I’m not even going to bother with listing out examples of people hailing from the South and discrediting the assumption that our accents and heritage lend themselves to stupidity. Suffice it to say, there are countless people that have contributed great things to the world while speaking with a deep, molasses infused accent from Georgia, or a nasal drawl from Appalachia, or barely understandable Creole.
But people don’t want to see the intelligence that exists here, or the creativity for that matter. They want the South to remain what it always was – simple folk working the land and fishing the waters. To a degree, it still is, but this does not preclude the idea that there can be smart people doing so. There is comfort in keeping us in the cultural box that we were assigned about 150 years ago. Until this changes we all get to be thought of as stupid, inbred, and racist as soon as we open our mouths outside of our regional home.
This isn’t something that is confined to the South, so it’s interesting (or maybe kind of sad) how prevalent this assumption is outside of our region. Anyone with a thick accent runs the risk of sounding unintelligent. Think about other stereotypical accents – the booming accents from New York City, the sharp Bostonian accent, the California surfer/stoner. All of these accents are stereotyped in movies or television as the stupid/simple/common people in those areas.

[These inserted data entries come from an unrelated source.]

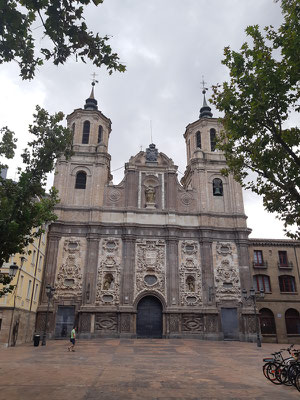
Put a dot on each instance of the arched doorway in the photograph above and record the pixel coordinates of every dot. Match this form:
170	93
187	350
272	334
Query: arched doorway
149	318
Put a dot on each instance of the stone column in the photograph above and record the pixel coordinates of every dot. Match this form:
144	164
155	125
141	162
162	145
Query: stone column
171	191
50	265
244	267
172	272
208	284
89	288
127	286
131	189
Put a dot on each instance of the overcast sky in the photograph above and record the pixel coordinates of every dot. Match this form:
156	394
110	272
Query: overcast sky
167	45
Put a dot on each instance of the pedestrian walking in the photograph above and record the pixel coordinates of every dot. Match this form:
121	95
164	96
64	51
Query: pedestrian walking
72	340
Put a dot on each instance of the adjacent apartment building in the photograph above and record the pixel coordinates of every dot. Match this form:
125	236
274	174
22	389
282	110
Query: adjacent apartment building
275	270
18	309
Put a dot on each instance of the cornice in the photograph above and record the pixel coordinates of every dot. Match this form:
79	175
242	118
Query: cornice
274	242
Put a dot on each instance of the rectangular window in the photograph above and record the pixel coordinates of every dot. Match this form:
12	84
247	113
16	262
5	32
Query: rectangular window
198	139
20	288
40	263
283	258
35	293
33	257
287	284
258	258
29	289
261	282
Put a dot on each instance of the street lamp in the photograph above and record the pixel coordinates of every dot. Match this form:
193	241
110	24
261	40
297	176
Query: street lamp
49	292
13	270
252	297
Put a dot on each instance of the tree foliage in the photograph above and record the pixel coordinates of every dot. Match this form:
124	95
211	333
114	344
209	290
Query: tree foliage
64	31
259	103
24	205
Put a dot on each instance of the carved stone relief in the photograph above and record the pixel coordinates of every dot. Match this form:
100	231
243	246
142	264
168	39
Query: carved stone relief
190	273
69	275
150	266
109	261
106	322
211	323
192	323
226	271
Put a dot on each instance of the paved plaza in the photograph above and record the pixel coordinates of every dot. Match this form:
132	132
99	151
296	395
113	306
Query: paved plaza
121	369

I, for one, refuse to accept the idea that the only way to sound intelligent is to forego my own accent and heritage in favor of sounding like I’m from somewhere so uninteresting that it lacks an accent. I don’t want to sound like a newscaster, I want to sound like a real person.
Embrace your accents, y’all, It’s part of your heritage and who you are. Be proud of it. Own it. If someone wants to make negative assumptions about you because of your voice, so be it. Those are the sort of people you probably don’t want in your life in the first place.